Hillside Hospital, a group of numerous building on the LIJ campus, is the mental health facility of the North Shore-LIJ Health System. It is a 223-bed inpatient and outpatient hospital renowned for its work in the diagnosis, treatment and research of mental illness.
“These funds will ensure that the North Shore-LIJ system can conduct leading edge research while providing the best possible care for our children and teenagers,” Ackerman said. “I am pleased to have been helpful in making this vision a reality.”
Paul Hochenberg, executive director of the LIJ medical center, said the funding secured by the congressman will be used in the rehabilitation of Hillside Hospital scheduled to begin toward the end of 2002. He said with the renovation, “we will be able to provide state of the art facilities,” which will help to provide better patient care and enhance the hospital’s environment.
“The hospital will be celebrating its 75th anniversary next year and LIJ its 50th anniversary,” said Hochenberg. “It is a very appropriate time for us to be embarking on a renovation of Hillside Hospital.”
He said Dr. John Kane, chief of staff at Hillside Hospital, was responsible for engineering the project and helped to develop the strategies for rebuilding the aging hospital.

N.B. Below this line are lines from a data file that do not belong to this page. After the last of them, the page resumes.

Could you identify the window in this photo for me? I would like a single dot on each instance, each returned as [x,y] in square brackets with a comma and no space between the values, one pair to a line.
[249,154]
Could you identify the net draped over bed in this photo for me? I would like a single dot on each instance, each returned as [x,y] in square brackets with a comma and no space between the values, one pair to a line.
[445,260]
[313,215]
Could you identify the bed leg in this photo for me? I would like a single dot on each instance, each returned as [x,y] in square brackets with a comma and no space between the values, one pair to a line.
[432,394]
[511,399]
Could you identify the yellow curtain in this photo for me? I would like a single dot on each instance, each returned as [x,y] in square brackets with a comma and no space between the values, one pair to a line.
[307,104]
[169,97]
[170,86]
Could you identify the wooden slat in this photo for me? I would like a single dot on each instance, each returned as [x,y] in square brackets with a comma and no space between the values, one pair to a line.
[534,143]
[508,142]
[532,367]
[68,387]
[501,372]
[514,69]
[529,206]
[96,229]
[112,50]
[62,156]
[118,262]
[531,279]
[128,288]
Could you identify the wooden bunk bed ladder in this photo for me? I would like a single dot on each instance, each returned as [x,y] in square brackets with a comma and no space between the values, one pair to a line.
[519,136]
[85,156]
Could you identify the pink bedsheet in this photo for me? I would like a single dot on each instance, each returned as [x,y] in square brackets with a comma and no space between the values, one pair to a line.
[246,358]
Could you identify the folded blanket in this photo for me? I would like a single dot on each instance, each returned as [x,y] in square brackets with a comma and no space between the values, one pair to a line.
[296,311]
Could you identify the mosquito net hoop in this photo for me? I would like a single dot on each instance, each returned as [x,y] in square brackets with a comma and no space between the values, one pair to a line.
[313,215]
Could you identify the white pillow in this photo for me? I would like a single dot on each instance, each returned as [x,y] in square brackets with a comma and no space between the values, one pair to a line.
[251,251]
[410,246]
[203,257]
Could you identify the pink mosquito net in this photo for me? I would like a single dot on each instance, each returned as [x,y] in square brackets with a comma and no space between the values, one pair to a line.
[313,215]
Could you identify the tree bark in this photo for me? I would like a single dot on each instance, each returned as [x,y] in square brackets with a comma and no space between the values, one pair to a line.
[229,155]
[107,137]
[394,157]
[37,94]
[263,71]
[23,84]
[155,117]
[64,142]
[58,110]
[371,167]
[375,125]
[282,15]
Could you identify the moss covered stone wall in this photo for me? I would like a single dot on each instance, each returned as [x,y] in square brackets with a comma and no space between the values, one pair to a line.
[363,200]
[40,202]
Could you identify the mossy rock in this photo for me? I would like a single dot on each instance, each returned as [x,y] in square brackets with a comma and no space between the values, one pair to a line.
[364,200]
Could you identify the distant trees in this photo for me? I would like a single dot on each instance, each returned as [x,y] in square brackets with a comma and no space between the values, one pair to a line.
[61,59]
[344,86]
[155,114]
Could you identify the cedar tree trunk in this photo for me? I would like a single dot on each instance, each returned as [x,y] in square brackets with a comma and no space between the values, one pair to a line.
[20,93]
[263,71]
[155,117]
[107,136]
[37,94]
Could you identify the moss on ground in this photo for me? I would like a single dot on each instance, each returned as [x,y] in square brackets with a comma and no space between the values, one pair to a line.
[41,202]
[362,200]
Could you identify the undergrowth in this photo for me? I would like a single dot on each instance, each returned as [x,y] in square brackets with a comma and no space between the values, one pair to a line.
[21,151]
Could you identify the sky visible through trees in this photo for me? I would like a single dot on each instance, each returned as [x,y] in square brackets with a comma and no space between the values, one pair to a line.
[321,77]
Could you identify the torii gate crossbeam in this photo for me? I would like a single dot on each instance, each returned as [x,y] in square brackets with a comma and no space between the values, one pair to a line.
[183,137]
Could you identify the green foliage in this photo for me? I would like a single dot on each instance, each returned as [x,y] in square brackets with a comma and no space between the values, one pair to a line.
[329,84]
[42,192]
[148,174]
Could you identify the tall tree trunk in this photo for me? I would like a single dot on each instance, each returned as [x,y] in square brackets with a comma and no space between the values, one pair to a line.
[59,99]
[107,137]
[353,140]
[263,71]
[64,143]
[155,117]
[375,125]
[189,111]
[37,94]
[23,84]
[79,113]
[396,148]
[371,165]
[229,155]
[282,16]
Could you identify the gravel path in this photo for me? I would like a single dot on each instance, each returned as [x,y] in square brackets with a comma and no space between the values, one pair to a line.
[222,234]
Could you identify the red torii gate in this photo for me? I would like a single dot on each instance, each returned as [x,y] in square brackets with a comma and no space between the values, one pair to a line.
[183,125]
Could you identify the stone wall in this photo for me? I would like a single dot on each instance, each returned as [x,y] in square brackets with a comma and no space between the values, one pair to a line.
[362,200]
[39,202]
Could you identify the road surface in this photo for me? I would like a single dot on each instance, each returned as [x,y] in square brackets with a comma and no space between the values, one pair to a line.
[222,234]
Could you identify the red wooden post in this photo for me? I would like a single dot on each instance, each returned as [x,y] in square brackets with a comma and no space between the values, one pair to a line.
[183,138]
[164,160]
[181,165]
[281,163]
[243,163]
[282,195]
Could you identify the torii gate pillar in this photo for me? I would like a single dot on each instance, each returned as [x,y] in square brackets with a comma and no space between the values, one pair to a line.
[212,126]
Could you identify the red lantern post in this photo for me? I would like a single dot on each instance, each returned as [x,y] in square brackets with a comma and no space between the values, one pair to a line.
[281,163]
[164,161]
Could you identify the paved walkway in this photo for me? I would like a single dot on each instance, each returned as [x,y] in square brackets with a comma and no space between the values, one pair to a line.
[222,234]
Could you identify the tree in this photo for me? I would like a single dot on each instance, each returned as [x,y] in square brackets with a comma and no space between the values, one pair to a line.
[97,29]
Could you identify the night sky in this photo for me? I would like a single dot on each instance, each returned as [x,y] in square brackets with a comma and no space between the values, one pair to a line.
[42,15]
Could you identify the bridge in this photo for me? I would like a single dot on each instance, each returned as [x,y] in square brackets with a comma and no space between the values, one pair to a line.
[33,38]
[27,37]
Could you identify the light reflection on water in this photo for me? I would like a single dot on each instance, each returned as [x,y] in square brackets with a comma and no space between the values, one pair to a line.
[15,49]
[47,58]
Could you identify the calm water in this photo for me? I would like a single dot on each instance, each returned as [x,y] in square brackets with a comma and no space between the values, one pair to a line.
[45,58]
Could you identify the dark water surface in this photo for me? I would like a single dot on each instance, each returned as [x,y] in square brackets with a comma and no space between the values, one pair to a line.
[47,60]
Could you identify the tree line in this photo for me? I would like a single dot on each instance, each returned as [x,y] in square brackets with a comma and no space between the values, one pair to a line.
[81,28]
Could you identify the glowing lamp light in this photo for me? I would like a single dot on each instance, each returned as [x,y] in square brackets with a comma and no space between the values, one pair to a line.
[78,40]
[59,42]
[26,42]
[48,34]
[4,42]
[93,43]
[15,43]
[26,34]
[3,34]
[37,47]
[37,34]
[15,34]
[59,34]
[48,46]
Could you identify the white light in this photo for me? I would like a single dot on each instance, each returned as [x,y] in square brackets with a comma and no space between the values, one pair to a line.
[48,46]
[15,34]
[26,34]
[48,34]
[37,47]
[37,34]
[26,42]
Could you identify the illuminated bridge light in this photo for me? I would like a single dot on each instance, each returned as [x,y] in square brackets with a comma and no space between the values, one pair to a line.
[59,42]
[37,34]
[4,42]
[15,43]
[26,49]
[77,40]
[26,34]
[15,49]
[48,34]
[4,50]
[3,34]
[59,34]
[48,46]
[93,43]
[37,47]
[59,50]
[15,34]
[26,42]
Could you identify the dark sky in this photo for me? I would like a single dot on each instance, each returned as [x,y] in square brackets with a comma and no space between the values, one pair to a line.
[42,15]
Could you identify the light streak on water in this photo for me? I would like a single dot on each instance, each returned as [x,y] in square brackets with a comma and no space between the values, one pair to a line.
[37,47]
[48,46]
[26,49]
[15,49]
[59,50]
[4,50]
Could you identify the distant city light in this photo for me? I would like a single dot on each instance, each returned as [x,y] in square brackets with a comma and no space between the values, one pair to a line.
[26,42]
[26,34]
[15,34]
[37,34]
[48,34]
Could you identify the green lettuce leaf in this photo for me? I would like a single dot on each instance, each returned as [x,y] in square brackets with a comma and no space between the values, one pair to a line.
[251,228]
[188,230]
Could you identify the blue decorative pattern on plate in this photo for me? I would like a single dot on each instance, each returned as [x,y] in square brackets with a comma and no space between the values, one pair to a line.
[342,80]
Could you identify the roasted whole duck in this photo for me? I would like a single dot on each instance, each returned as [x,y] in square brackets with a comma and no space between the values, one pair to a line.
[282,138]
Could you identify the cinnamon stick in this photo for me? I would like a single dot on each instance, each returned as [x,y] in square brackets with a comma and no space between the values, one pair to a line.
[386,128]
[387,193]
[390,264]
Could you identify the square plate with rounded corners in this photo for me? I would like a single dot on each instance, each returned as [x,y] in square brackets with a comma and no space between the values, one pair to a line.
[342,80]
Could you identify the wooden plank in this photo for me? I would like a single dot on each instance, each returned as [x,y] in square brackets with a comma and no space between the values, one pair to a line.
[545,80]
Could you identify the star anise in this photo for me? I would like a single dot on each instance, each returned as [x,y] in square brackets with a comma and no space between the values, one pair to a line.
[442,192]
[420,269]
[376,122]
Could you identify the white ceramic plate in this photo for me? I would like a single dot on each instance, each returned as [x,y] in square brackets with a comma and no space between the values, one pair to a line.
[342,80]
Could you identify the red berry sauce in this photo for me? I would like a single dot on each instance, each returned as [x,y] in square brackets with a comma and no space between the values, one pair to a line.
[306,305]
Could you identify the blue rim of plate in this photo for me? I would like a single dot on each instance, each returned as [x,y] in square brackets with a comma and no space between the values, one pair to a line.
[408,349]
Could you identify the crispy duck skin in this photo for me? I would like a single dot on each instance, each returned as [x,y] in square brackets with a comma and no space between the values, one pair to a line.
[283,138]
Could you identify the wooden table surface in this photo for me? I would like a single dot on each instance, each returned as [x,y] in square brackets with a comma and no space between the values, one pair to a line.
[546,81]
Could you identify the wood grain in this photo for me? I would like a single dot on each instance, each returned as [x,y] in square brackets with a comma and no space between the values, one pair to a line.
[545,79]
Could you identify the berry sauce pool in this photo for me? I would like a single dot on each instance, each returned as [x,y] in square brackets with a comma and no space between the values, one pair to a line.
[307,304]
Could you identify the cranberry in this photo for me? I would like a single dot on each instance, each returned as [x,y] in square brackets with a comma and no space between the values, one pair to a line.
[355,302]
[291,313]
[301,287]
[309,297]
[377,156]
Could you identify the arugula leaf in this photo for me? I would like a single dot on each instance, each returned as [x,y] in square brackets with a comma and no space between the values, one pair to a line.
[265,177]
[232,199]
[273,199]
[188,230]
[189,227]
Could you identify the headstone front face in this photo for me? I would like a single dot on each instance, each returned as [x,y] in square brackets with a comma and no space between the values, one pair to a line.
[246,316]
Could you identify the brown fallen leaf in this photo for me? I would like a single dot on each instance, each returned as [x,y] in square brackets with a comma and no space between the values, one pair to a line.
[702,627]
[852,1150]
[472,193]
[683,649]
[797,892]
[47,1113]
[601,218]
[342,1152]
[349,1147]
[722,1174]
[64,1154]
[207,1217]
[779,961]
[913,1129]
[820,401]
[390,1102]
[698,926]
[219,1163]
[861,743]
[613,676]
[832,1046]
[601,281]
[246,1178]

Ackerman said the hospital at 75-25 263rd Street is one of the nation’s premier mental health facilities and houses one of the nation’s four Clinical Research Centers for Schizophrenia established by the National Institute of Mental Health. In 2000, Hillside treated 13,494 patients of which 2,164 were admitted to the hospital.
“Adolescents and children are a fast growing section of the inpatient and ambulatory population and the hospital’s programs will be helped by this bill,” Hochenberg said.
The funding secured by Ackerman was part of the Labor-Health and Human Services Appropriation bill signed into law last month by President George Bush.
The multimillion-dollar rehabilitation endeavor should start toward the end of 2002 and be finished in a few years, Hochenberg said. “It is a significant step forward in behavioral health treatment.”